Congressional Republicans are borrowing from years of right-wing media attacks on federal disability benefits to justify their recent attempt to snarl funding for Social Security programs.
On January 6, Republicans in the House of Representatives passed a change to legislative rules that restricts the historically routine transfer of tax money from the Social Security retirement fund to the Social Security disability program. Such transfers have helped keep both Social Security programs solvent. In practice, the rule change makes these reallocations nearly impossible by requiring that they be “accompanied by 'benefit cuts or tax increases that improve the solvency of both funds.' ” As the Los Angeles Times' Michael Hiltzik explained, because the disability fund is on track to “run dry as early as next year,” this could mean “disability benefits for 11 million beneficiaries would have to be cut 20%.”
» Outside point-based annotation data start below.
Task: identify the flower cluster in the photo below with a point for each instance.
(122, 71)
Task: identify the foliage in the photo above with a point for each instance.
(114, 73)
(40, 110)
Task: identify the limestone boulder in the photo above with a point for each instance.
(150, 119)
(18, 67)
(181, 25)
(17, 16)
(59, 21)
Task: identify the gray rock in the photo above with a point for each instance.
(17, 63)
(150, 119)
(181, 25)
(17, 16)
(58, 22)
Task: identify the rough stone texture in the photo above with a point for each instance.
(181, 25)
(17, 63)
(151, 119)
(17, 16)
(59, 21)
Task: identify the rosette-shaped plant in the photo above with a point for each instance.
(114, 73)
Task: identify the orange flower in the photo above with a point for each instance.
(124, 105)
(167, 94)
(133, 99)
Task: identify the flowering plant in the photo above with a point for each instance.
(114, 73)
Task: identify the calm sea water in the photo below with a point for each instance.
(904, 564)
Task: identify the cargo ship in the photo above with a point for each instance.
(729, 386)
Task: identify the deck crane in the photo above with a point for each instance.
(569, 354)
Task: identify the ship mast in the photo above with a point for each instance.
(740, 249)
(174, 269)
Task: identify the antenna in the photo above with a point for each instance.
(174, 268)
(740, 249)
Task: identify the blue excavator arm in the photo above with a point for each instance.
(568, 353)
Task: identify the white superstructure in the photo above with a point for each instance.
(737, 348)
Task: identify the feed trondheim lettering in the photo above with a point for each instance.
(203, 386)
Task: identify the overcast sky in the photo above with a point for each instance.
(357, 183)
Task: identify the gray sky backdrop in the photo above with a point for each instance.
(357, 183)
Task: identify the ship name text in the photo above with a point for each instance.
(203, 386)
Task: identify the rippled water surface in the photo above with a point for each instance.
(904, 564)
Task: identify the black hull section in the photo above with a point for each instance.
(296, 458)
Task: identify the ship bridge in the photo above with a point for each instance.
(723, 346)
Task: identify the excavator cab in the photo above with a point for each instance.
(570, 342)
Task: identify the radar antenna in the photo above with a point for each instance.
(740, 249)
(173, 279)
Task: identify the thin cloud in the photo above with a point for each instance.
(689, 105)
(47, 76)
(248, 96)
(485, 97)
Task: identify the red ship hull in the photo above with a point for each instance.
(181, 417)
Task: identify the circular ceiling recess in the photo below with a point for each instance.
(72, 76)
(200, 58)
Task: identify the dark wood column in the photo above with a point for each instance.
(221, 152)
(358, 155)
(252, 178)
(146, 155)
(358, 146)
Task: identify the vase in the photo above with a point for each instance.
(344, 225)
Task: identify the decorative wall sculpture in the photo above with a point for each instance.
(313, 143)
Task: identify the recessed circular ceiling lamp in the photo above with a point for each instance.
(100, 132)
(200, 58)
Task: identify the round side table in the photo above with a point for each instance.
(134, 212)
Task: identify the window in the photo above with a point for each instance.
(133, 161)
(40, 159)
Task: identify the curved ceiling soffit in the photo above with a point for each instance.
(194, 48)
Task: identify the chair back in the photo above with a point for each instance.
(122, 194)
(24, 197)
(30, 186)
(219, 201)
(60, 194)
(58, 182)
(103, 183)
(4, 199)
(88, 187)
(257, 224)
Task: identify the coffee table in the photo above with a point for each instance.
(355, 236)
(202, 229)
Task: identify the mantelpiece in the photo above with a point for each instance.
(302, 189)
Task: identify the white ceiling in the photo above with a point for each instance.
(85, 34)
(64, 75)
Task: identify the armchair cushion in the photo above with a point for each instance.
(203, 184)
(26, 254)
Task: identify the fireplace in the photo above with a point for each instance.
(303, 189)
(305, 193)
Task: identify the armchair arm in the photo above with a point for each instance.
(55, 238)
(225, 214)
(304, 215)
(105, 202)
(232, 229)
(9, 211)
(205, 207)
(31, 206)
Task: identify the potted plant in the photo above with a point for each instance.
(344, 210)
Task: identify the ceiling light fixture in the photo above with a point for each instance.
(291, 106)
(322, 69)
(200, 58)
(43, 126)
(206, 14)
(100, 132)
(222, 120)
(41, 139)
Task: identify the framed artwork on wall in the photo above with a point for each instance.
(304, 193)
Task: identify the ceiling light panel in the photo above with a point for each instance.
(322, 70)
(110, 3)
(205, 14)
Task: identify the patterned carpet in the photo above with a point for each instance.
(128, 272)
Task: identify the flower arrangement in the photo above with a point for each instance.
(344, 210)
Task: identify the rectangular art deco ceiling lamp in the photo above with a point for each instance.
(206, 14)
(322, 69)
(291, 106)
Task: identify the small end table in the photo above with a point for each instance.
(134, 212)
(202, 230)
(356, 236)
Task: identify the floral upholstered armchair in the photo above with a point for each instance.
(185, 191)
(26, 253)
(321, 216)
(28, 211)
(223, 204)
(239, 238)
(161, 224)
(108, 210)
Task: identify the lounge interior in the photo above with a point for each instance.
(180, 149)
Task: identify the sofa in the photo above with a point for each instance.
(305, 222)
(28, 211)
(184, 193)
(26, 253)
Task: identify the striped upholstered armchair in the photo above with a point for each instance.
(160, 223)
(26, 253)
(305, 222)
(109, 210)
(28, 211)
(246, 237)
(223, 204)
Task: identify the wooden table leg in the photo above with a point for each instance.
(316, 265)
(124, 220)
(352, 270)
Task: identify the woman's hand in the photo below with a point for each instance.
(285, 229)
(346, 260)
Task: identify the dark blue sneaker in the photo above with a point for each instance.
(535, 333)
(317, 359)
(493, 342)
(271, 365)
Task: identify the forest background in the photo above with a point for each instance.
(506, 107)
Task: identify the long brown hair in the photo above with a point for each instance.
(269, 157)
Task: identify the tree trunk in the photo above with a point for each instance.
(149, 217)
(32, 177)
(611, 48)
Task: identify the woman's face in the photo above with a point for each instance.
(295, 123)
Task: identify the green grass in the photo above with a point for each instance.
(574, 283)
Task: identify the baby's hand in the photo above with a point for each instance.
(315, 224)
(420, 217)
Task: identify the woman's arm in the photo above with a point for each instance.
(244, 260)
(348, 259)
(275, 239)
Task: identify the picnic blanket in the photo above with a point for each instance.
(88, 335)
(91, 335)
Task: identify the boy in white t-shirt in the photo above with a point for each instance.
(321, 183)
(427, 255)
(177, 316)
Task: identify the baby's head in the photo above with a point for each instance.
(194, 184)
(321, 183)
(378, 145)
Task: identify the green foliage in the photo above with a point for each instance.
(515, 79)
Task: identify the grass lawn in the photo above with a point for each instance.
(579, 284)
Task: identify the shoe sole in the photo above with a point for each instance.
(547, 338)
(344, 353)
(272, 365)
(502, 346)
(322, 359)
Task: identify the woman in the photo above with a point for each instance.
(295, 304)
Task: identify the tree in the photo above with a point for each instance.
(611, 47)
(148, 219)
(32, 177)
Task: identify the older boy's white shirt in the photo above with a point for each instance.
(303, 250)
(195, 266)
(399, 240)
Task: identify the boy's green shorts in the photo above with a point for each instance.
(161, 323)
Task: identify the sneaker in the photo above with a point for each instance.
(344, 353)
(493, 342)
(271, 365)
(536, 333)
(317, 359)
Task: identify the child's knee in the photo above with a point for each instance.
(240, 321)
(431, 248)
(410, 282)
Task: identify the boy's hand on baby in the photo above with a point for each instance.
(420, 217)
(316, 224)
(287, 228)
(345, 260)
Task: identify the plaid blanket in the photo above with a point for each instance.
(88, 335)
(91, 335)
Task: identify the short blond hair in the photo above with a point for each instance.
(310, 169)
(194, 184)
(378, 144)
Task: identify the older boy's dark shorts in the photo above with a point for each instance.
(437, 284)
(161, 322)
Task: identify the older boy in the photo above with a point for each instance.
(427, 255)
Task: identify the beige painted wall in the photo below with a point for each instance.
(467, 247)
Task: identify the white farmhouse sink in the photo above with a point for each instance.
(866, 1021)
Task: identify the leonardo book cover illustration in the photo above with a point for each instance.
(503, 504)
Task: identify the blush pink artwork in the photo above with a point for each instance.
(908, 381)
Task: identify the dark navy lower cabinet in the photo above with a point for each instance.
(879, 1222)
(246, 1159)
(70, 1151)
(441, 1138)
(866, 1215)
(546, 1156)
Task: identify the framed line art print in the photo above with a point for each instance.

In a January 6 statement justifying the rule change, Rep. Sam Johnson (R-TX) called the disability program “fraud-plagued.” And during a January 14 event in New Hampshire on the long-term future of safety-net programs, Sen. Rand Paul (R-KY) claimed many who receive disability benefits are “gaming the system” and downplayed disabilities, saying, “over half of the people on disability are either anxious or their back hurts. Join the club.”
These officials' demonization of disability beneficiaries and cries of fraud in the program mirror the rhetoric of many in the conservative media. For instance, in February 2013, Fox News' Shannon Bream suggested that 100 percent of disability beneficiaries collect benefits “under false pretenses.” And in 2012, Fox Business' Charles Payne referred to disability benefits by using the offensive term "crazy check," implying that people can pretend to have mental disabilities in order to receive benefits.
But as The Washington Post's Wonkblog noted, fraud in the program is very low (emphasis added):
Fraud appears limited to relatively few cases in the disability program, although it is difficult to know precisely how many beneficiaries could be working. A report by the nonpartisan Government Accountability Office found that about 0.4 percent of disability beneficiaries were likely receiving improper payments, because they were working before or after they began receiving checks.
Despite suggestions to the contrary by the GOP and right-wing media, criteria for eligibility for disability insurance are strict, and more than half of all claims are denied, according to data from the Social Security Administration.